Ulster’s reward for finishing third in the United Rugby Championship after the 18 regular season games is to host Irish rivals Munster at Kingspan Stadium on the weekend of the 3rd June.

By Ciaran Donaghy
Monday, 23rd May 2022, 6:00 am

The Stormers dramatic late try at the Scarlets pushed Dan McFarland’s side from second to third which means if they overcome the Limerick men they will have to travel for the semi-final.

A narrow 24-21 win over the Sharks on Friday secured Ulster’s home tie in the last-eight and man of the man match Nick Timoney is happy to have home comforts for the knockout game with Munster.

“I think we are trending back in the right direction after having a bit of a dip in form,” said Timoney.

Nick Timoney was delighted Ulster secured a home quarter-final in the URC. (Photo by Lee Warren/Gallo Images/Getty Images)

“So it is positives not negatives, it’s a starter and a home quarter-final is a good place to be.

“A home quarter-final is huge for the club in general just giving the fans and the people another game to watch.

“A play-off game is huge for us just in terms of momentum of the place, the feel good and the buzz around the place.

“Obviously playing at home is more of an advantage than playing away, especially when some of the away games looked like being in South Africa as well, so it is massive for us.”

Timoney believes Ulster have turned the corner by securing a home quarter-final.

The side had had lost three consecutive URC games before winning in Edinburgh and had crashed out of Europe in that period.

“It proves to ourselves that we had a great run during the season then we lost it big time and had a terrible run for a few weeks,” said Timoney.

“Now we are sort of getting back into that flow of having a good run and hopefully the belief in the game we play will be stronger on the back of that because we have seen where it can go wrong, what we can do wrong and we sort of had to drag ourselves back into the right frame of things.

“The pressure is still on, the last two games felt like must-wins and obviously the quarter-final is a must win.

“We’re happy but nothing changes, it is good to get a couple of games practice with that pressure on ourselves knowing that we had to win, so from that point of view it was pretty good.”

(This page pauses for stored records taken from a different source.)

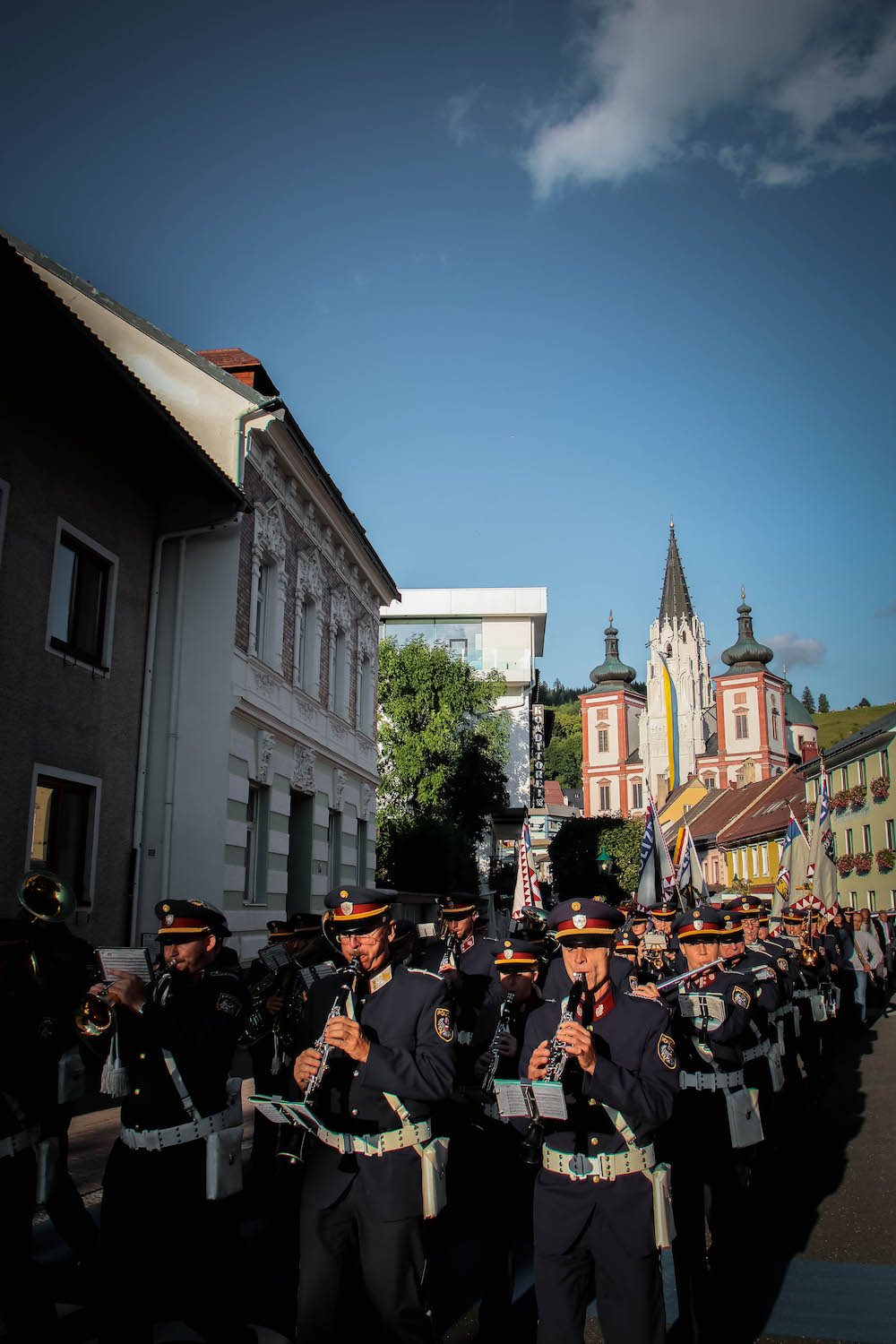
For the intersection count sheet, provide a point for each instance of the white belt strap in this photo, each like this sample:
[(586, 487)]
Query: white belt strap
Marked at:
[(21, 1142), (153, 1140), (711, 1082), (600, 1167)]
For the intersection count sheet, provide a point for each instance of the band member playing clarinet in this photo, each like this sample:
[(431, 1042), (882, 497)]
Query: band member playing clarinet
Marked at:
[(594, 1198), (390, 1059)]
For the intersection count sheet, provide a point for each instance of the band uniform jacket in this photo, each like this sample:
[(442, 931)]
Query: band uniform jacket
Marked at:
[(635, 1074), (410, 1026), (198, 1021)]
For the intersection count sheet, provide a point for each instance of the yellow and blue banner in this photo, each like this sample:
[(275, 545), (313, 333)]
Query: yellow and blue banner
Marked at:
[(670, 702)]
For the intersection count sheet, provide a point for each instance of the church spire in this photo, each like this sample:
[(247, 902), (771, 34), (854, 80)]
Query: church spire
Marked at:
[(676, 599)]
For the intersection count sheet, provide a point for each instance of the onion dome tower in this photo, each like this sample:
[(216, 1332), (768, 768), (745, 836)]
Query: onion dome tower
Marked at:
[(613, 675)]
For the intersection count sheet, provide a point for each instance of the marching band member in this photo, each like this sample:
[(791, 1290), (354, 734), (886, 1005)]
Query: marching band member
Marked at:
[(594, 1199), (392, 1059), (177, 1163)]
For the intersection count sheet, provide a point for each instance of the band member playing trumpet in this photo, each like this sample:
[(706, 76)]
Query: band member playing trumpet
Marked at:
[(180, 1132), (594, 1198), (390, 1061)]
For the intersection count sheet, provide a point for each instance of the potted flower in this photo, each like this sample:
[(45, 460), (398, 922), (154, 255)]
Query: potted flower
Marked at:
[(885, 860)]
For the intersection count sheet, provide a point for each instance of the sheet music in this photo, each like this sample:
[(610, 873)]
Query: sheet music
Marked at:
[(136, 960), (549, 1099)]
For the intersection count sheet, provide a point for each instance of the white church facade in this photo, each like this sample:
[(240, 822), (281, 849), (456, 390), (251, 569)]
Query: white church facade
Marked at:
[(740, 726)]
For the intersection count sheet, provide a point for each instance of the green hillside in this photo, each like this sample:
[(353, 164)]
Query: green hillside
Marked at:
[(840, 723)]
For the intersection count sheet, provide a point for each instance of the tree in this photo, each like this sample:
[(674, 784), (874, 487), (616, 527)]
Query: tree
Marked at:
[(573, 857), (443, 758)]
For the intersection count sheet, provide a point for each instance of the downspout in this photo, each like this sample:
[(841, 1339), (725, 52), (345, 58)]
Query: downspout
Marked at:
[(150, 669)]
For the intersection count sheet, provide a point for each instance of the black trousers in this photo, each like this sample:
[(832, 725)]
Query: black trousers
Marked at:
[(611, 1257), (392, 1262), (155, 1218)]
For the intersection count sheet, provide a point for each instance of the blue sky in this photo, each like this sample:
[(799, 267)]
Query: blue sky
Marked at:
[(530, 274)]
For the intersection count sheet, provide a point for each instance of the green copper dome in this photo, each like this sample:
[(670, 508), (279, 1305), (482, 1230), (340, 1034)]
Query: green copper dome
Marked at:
[(747, 655), (613, 675)]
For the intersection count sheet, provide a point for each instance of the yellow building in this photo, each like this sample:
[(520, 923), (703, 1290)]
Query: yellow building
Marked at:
[(863, 814)]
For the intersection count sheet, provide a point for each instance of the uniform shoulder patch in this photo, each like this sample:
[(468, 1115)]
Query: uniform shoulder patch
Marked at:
[(228, 1004), (667, 1051), (444, 1024), (740, 996)]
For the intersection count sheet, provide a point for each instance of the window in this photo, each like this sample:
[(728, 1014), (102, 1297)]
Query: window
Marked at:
[(81, 599), (362, 854), (263, 616), (255, 852), (64, 830), (340, 682), (335, 847)]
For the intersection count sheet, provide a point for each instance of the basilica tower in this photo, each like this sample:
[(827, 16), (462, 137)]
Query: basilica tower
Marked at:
[(678, 720)]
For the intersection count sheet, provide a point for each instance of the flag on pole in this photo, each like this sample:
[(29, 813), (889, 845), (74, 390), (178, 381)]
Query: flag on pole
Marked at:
[(670, 702), (656, 876), (688, 868), (794, 857), (821, 868), (527, 894)]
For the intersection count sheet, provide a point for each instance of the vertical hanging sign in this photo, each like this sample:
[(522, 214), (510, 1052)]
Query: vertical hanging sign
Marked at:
[(538, 757)]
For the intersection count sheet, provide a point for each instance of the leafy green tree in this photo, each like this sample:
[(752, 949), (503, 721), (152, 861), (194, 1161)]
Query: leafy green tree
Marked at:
[(443, 758), (573, 857)]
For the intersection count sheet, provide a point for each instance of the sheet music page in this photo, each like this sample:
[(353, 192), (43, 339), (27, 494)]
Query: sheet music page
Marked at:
[(136, 960), (549, 1099), (511, 1098)]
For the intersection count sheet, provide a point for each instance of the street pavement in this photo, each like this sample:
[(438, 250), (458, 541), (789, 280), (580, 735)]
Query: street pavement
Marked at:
[(820, 1247)]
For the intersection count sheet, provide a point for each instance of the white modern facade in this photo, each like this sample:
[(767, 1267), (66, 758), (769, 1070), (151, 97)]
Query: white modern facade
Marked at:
[(487, 628)]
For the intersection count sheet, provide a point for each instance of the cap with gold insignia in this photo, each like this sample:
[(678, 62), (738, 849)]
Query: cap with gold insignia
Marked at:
[(692, 925), (457, 905), (358, 909), (182, 921), (586, 921), (514, 954)]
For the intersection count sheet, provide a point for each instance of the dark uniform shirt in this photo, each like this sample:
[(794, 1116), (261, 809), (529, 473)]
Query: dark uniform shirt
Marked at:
[(198, 1021)]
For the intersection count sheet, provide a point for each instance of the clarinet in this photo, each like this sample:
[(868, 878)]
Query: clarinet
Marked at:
[(323, 1046), (504, 1024), (557, 1059)]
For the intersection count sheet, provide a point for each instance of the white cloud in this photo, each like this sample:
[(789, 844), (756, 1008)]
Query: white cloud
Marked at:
[(794, 652), (458, 113), (659, 72)]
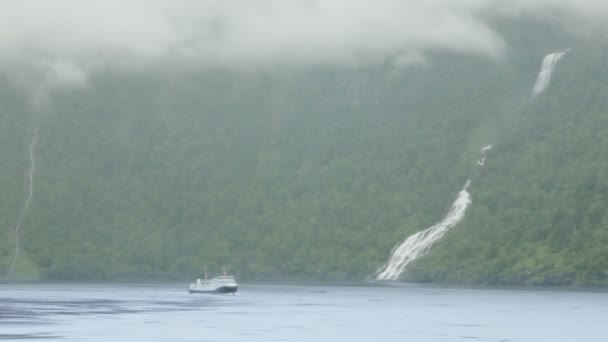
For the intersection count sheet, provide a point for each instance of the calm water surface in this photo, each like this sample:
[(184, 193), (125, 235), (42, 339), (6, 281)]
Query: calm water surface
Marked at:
[(299, 313)]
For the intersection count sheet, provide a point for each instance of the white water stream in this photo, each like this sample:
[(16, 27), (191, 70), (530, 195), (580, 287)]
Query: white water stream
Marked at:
[(28, 199), (546, 70), (420, 243)]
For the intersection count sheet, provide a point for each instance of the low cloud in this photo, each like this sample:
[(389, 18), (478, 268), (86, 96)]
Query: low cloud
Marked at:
[(72, 37)]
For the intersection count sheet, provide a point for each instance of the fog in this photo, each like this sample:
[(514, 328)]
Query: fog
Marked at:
[(64, 40)]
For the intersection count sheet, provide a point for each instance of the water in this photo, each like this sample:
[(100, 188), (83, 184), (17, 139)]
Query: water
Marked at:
[(546, 70), (419, 244), (30, 195), (299, 313)]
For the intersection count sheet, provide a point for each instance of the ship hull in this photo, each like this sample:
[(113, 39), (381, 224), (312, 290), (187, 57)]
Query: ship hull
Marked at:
[(219, 290)]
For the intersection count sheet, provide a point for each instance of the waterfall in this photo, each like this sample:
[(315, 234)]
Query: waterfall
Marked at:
[(544, 76), (420, 243), (28, 199)]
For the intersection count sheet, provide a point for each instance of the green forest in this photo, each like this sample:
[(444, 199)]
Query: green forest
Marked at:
[(316, 173)]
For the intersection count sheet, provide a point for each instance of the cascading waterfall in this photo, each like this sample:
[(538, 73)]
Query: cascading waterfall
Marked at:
[(28, 199), (420, 243), (544, 76)]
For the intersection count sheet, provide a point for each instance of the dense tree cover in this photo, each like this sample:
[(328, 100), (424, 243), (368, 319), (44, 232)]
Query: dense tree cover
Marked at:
[(540, 213), (314, 173)]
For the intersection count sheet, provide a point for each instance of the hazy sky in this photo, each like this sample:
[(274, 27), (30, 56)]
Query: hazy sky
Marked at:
[(66, 39)]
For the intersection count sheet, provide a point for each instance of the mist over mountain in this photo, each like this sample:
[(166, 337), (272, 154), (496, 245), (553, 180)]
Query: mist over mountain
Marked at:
[(303, 140)]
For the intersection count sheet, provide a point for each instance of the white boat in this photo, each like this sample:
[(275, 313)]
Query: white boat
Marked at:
[(222, 284)]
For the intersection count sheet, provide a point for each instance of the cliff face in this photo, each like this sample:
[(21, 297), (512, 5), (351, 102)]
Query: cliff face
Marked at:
[(317, 173)]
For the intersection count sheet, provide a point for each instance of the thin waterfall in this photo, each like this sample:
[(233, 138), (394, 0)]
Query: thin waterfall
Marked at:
[(417, 245), (28, 199), (546, 70)]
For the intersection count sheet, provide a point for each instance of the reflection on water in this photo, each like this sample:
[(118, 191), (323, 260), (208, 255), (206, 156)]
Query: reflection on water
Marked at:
[(298, 313)]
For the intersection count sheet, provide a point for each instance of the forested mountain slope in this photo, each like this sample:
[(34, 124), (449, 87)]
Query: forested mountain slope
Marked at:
[(316, 172)]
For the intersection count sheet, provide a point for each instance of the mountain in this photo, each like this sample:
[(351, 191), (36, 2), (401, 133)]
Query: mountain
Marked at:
[(316, 172)]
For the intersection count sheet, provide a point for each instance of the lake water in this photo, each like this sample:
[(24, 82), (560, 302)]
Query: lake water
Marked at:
[(299, 313)]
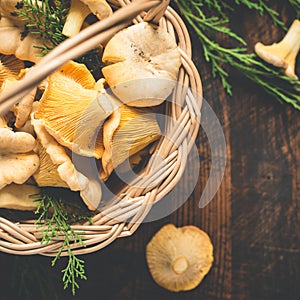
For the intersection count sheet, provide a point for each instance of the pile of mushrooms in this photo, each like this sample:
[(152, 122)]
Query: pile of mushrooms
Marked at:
[(72, 113)]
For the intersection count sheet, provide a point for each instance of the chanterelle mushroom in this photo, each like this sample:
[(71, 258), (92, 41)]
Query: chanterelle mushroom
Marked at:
[(284, 53), (127, 131), (73, 111), (79, 10), (90, 189), (18, 162), (16, 196), (179, 258), (143, 62)]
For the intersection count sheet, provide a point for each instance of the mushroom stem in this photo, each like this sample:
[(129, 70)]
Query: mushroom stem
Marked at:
[(77, 13), (284, 53), (180, 264)]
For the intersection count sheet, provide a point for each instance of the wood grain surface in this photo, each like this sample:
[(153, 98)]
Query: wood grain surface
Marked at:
[(253, 220)]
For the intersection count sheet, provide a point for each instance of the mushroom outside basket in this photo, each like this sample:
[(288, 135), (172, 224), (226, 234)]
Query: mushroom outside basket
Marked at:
[(123, 215)]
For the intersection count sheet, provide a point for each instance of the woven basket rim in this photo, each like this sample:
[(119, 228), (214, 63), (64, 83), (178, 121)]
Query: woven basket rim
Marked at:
[(23, 238)]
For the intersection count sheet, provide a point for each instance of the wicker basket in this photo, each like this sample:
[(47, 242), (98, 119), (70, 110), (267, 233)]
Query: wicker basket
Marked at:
[(126, 212)]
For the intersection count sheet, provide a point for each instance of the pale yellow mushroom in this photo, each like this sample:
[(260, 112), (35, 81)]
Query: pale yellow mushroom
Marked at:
[(18, 197), (100, 8), (73, 110), (78, 12), (15, 142), (18, 161), (17, 168), (143, 61), (179, 258), (47, 173), (284, 53), (89, 188), (127, 131)]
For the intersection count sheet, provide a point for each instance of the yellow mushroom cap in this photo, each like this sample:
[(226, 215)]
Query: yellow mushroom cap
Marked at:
[(15, 196), (47, 173), (179, 258), (73, 111), (143, 63), (127, 131)]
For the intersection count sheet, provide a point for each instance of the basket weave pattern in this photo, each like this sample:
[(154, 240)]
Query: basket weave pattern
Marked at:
[(126, 212)]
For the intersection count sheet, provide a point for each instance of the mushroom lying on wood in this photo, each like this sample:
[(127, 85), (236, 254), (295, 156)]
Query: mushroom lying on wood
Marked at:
[(179, 258), (284, 53)]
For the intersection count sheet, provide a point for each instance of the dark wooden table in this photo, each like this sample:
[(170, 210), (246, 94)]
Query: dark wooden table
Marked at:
[(253, 220)]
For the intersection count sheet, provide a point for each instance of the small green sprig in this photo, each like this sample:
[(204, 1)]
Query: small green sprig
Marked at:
[(54, 222), (45, 20), (284, 89)]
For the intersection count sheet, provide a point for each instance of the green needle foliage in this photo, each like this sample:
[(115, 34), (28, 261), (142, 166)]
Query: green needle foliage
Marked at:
[(54, 222), (46, 20), (284, 89)]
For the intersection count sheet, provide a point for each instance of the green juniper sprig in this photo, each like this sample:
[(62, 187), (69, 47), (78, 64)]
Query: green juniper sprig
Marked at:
[(284, 89), (296, 5), (54, 222), (46, 19)]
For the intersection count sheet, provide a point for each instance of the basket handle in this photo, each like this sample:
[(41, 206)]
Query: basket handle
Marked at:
[(74, 47)]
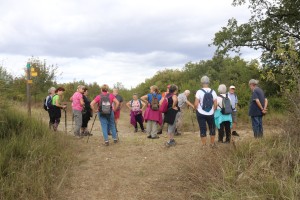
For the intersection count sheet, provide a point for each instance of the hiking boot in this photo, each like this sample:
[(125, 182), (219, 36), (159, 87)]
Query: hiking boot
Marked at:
[(235, 133), (170, 143)]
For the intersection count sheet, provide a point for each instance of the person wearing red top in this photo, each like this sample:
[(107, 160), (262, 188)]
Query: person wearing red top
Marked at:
[(106, 121)]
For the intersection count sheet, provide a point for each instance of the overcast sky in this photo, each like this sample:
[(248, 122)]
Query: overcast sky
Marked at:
[(111, 41)]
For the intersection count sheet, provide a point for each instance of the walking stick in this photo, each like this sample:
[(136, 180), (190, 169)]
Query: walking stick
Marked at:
[(193, 121), (87, 141), (65, 120)]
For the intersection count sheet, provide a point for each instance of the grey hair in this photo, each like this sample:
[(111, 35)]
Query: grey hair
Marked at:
[(222, 89), (51, 89), (205, 80), (253, 81)]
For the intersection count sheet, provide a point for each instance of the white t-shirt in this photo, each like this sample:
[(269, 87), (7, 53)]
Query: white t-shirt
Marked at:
[(199, 95)]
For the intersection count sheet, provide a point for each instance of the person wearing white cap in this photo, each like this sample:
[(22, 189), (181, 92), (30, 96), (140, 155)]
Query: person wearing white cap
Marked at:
[(234, 101)]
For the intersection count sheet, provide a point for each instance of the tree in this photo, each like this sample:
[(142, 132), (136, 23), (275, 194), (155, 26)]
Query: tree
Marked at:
[(272, 22)]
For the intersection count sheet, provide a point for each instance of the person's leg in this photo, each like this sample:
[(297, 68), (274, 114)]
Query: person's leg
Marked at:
[(211, 125), (227, 131), (202, 126), (261, 130), (221, 132), (139, 119), (112, 126), (179, 123), (149, 128), (255, 126), (78, 122), (104, 125), (154, 126)]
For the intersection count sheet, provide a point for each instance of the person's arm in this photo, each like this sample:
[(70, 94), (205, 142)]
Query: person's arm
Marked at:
[(93, 103), (145, 98), (190, 104), (128, 104), (143, 105), (175, 100), (117, 103)]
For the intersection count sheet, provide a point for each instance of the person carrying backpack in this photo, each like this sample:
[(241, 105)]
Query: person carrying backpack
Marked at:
[(106, 112), (86, 114), (136, 107), (205, 105), (48, 106), (57, 106), (152, 114), (223, 118)]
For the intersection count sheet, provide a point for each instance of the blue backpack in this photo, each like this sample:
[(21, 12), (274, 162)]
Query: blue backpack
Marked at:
[(208, 101)]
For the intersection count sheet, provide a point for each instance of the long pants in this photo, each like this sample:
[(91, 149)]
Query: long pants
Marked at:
[(179, 122), (108, 121), (224, 126), (257, 126), (78, 121), (152, 128), (202, 120), (139, 119)]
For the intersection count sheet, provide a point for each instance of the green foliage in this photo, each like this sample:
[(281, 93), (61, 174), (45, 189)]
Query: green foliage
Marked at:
[(33, 160)]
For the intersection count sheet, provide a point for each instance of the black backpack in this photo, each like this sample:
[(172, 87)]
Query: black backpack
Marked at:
[(47, 104), (154, 103), (208, 101), (226, 108), (105, 106)]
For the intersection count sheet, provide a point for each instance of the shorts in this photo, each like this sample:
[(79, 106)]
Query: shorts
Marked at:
[(234, 117)]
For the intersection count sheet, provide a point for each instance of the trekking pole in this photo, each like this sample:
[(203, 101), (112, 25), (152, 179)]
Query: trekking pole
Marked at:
[(193, 121), (65, 120), (87, 141)]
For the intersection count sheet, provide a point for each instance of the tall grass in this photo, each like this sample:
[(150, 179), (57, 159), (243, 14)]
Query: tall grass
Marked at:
[(268, 168), (33, 160)]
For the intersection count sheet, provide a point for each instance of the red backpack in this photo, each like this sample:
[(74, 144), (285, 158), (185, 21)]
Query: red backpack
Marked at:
[(163, 108)]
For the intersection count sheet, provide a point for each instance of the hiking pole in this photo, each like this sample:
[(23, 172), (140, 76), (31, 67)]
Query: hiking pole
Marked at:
[(193, 121), (87, 141), (65, 120)]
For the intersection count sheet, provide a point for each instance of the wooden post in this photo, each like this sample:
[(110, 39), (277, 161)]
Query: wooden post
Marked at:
[(28, 89)]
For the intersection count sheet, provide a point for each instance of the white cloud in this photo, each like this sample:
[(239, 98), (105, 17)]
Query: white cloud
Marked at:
[(111, 40)]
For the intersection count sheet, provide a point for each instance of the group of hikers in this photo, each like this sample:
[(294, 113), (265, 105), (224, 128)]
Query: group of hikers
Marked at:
[(155, 108)]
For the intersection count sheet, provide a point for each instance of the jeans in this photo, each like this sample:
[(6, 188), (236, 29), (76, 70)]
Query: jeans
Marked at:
[(257, 126), (202, 120), (108, 121)]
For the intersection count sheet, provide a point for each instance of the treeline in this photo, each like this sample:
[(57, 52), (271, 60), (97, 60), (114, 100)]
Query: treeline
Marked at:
[(226, 70)]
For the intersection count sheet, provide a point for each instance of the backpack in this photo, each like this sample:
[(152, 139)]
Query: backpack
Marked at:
[(48, 104), (226, 108), (164, 105), (104, 104), (208, 101), (154, 103), (140, 102)]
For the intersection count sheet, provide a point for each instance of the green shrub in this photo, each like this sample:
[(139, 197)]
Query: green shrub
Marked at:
[(33, 160)]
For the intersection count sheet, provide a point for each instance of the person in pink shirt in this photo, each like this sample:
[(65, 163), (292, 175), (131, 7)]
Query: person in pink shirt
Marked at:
[(77, 107), (106, 111)]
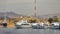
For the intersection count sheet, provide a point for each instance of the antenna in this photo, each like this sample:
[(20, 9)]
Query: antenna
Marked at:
[(35, 8)]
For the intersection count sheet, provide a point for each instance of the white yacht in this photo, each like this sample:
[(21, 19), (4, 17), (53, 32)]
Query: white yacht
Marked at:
[(35, 25), (43, 25), (55, 25), (23, 24)]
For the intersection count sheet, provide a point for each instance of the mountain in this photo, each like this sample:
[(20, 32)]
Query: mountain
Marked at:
[(2, 14), (49, 16)]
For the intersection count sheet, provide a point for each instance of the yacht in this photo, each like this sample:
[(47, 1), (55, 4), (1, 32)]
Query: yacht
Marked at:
[(43, 25), (23, 24), (55, 25), (35, 25)]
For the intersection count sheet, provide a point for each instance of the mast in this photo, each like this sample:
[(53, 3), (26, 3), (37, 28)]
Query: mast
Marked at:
[(35, 8)]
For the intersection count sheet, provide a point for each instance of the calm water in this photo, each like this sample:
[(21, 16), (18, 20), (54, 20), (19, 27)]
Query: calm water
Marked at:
[(28, 31)]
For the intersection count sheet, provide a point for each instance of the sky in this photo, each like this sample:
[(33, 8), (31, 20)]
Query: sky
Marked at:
[(26, 7)]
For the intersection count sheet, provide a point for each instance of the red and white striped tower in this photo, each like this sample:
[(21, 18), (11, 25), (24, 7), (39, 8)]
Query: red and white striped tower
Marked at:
[(35, 8)]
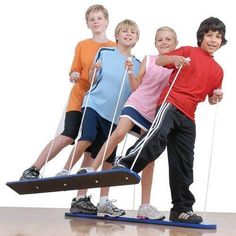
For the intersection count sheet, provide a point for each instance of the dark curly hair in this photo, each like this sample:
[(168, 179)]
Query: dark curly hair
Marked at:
[(211, 24)]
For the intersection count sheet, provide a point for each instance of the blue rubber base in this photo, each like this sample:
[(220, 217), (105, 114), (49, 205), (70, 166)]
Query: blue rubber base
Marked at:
[(146, 221)]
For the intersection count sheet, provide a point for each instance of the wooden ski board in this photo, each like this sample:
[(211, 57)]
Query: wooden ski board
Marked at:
[(113, 177)]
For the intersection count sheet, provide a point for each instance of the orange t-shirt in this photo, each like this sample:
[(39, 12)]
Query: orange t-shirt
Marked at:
[(84, 55)]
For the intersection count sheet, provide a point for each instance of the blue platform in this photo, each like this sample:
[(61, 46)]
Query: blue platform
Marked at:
[(145, 221)]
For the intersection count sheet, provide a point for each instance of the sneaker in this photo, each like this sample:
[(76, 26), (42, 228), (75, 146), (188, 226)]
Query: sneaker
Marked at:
[(108, 209), (148, 211), (63, 173), (85, 170), (117, 163), (30, 173), (83, 205), (188, 217), (117, 160)]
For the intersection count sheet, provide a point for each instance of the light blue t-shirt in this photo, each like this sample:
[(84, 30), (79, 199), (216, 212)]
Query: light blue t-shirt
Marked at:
[(105, 92)]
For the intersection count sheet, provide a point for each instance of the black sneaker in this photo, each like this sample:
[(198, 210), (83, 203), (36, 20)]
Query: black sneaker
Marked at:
[(187, 217), (30, 173), (117, 164), (83, 205)]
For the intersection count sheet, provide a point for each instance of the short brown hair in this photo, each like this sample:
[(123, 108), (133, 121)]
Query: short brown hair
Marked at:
[(96, 8), (127, 24)]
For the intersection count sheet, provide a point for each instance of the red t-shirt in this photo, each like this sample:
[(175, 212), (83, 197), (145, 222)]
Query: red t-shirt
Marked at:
[(195, 81)]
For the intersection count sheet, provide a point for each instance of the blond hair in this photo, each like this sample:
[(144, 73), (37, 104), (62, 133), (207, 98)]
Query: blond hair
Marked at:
[(96, 8), (127, 24), (167, 28)]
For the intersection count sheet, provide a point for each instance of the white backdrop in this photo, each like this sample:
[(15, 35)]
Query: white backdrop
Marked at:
[(36, 50)]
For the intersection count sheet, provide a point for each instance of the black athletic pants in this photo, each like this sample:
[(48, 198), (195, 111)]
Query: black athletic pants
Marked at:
[(172, 129)]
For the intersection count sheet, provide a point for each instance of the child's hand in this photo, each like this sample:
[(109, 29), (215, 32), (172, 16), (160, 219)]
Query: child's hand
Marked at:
[(74, 77), (181, 61)]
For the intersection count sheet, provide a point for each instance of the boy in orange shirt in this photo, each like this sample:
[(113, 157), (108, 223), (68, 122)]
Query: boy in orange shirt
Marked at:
[(97, 19)]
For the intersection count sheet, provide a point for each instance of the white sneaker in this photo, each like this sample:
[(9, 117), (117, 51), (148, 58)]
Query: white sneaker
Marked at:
[(148, 211), (85, 170), (108, 209), (63, 173)]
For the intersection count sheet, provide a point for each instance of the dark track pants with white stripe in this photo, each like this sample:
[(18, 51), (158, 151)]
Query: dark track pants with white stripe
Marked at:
[(172, 129)]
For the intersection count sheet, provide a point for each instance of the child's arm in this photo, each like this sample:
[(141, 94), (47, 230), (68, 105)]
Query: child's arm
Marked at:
[(216, 97), (136, 81), (74, 77), (94, 68)]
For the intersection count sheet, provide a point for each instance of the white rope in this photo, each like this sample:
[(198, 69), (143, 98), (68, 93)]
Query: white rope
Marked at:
[(156, 117), (82, 119), (211, 157)]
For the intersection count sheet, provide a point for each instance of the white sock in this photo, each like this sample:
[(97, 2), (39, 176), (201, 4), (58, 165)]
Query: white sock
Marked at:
[(103, 199), (80, 196)]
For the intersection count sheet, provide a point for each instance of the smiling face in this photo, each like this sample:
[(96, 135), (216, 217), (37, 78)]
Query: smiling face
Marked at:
[(97, 22), (127, 36), (127, 33), (165, 41), (211, 42)]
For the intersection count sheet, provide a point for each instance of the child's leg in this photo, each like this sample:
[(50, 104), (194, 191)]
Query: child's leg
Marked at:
[(123, 127), (87, 161), (105, 206), (146, 181), (146, 210), (59, 143)]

Since leaving his native Dublin in 2016 to move north, the back row has watched Leinster win four domestic leagues and a Champions Cup.

Leo Cullen’s side contest another European final this Saturday, but Timoney is driven by a desire to win silverware at Ulster.

“I guess I always look at myself and where I’m at in my rugby career, and I assess if I’m all that happy,” he said.

“When I was a kid or if you’d asked me at the start of my career what I would have wanted to achieve at 26 I’d have ultimately said I’d have wanted to have won the league, the Champions Cup, have played 20 or 30 times for Ireland like a lot of lads that I’m mates with have.

“The worst thing you can have in a team is people that are happy getting picked.

“I just look at all the things I don’t have or all the things I’ve failed on and try to use that sometimes.”